J’avais tout mis en œuvre pour la repousser, pour éviter ce lien qui se tissait entre les loups. Mais j’avais beau me dire que cela marcherais, la regardais partir, rien n’y changeait. Elle me révulsait autant quelle m’intriguait. Etais-ce mon côté alpha que je tentais toujours de repousser qui jouait sur mon instinct ?

Sans aucun doute… de toute façon, je doutais qu’elle me lâche ainsi, surtout que visiblement, j’étais son seul contact avec notre espèce. Enfin dans tout les cas, elle pensait que j’étais contre ma propre nature et je ne voulais surement pas la contredire. Bien que j’avais accepté l’état de fait depuis des années, j’aimais faire penser le contraire, cacher ma différence avec mes congénères. Après tout qui voulait devenir le chef d’un groupe de semi-humains incontrôlables certaines nuits.

Bon je ne pouvais que me questionner sur la santé mentale de la louve. Mais cela ne serait un problème que si Lexi venait à être blessée. Surtout depuis que j’avais vu les marques sur le dos d’Aria. En songeant à elle j’en oubliai presque la soirée à venir et la mise en place de ma propre cage pour la nuit.
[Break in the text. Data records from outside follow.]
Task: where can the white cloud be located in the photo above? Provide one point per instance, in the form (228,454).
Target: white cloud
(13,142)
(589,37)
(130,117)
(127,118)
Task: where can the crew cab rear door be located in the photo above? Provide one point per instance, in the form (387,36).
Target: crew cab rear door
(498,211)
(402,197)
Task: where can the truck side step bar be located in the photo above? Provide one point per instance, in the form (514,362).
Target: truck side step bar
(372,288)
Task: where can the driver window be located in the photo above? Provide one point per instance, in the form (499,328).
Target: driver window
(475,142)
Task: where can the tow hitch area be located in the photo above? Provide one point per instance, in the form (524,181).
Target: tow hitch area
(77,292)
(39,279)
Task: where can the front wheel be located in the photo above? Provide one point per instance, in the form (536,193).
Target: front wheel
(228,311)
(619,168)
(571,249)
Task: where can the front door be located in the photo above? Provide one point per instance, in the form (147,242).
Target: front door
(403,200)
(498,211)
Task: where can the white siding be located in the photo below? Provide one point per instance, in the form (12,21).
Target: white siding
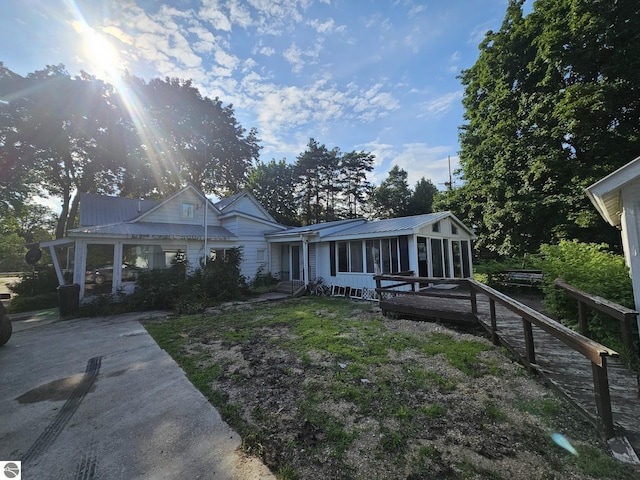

Je ne pouvais passer deux nuits de suite sur l’île à moins de vouloir éveiller les soupçons sur le nombre de morts animales suite à mes chasses. D’autant qu’à présent que je savais la louve assez mature pour se fermer je n’avais à craindre que l’irruption d’un inconscient dans ma propre demeure.

Je démarrai donc sans attendre le moteur tout en contemplant la jeune louve sur le chemin boisé.

« A bientôt, j’en suis certain » J’aurai aimé qu’il en soit autrement. Mais la louve malheureusement semblait trop têtue pour ne serait-ce que me faire penser qu’elle oublierait Lexi ou moi sur son chemin. Et je savais aussi pertinemment que j’avais beau tout faire pour tenir loin de moi tout ce petit monde (humains, vampires, loups, sorciers…) rien ne fonctionnait bien longtemps.